Bir insanın ha cebinden parasını çalmışsın ha beş lira olan bir ürünü 25 liraya kakalamışsın.
Ne farkı var ki?
Serbest piyasa ekonomisinden falan bahsetmeyin.
Bunun adı resmen serbest kazıklama piyasası. Üstelik öyle böyle değil.
Resmen milletin cebinden, göz göre göre parasını çalıyorlar. Kimsenin kılı kıpırdamıyor.
Gidin bakalım serbest piyasa ekonomisinin babası olan ülkelere. Amerika’ya, İngiltere’ye diğer Avrupa ülkelerine. Milletin ekmeğine göz koyanın gözünü oyarlar. Hele hele, temel gıda maddeleri üzerinde oyun oynamaya yürek ister.
BU HIRSIZLAR BİTMEDEN
ENFLASYON BİTMEZ
Sorun nerde başlıyor?
Üreticide mi, aracılarda mı, perakende satıcılarında mı?
Yoksa hepsinde birden mi? Milletin ekmeğini ortaklaşa mı çalıyorlar?
Elbette her ürünün bir maliyeti var.

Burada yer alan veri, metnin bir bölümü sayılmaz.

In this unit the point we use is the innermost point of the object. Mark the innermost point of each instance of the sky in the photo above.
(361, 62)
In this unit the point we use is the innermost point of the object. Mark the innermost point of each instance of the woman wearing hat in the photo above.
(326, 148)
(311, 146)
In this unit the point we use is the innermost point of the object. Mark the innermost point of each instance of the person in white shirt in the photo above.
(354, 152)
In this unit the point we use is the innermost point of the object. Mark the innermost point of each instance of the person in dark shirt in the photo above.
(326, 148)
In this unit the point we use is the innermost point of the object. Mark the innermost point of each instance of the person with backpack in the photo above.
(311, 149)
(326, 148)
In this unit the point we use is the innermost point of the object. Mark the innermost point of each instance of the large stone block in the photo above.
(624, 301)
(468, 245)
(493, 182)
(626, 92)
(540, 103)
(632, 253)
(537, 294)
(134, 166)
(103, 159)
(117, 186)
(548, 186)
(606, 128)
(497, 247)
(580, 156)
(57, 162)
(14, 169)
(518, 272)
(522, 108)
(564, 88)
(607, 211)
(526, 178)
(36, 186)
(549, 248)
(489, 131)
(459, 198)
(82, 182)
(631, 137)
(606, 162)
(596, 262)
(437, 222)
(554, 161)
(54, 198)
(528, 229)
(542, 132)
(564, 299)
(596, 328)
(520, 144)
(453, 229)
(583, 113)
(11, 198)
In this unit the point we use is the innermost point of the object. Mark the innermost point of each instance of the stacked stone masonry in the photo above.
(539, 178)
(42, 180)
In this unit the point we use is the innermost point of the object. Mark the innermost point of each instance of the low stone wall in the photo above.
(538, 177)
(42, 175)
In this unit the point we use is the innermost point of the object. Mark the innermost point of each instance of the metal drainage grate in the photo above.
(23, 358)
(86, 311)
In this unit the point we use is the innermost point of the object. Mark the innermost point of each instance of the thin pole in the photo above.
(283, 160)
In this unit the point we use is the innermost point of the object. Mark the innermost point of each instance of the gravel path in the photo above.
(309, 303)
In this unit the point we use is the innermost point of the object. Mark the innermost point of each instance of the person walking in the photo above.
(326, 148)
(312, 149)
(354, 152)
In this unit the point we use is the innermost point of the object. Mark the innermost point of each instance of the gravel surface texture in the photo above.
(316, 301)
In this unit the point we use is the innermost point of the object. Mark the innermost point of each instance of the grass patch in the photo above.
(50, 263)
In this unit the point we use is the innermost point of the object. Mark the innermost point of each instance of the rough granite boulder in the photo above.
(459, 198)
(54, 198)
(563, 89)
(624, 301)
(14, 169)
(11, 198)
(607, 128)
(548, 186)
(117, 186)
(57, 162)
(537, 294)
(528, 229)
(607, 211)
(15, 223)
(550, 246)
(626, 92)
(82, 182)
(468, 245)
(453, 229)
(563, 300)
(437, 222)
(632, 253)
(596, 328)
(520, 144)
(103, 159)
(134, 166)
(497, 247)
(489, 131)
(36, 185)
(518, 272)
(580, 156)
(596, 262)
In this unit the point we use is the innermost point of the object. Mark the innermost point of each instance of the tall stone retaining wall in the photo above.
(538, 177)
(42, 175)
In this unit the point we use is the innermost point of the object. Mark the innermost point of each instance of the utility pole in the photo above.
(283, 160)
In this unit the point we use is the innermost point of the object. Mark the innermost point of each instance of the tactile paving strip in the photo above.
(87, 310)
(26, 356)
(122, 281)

Bu maliyetin üzerine konulması gereken bir kâr marjı da var. Kimsenin buna itiraz ettiği yok. Fakat kâr marjını; “Kazıklayabildiğin kadar kazıkla” marjına dönüştürenlere de birilerinin söyleyecek bir şeyleri olmalı.
En basitinden bir şişe su (500 ml). Zincir marketlerde fiyatı beş liradan başlıyor. Köşedeki bakkala gidiyorsunuz 8-10 lira. Yol üstündeki bir büfede 15 lira. Restoranlarda 30-40 lira. Bu suyun fabrikadan işyerlerine teslim fiyatı 3 liradan fazla değil. Bu nasıl bir kâr marjı?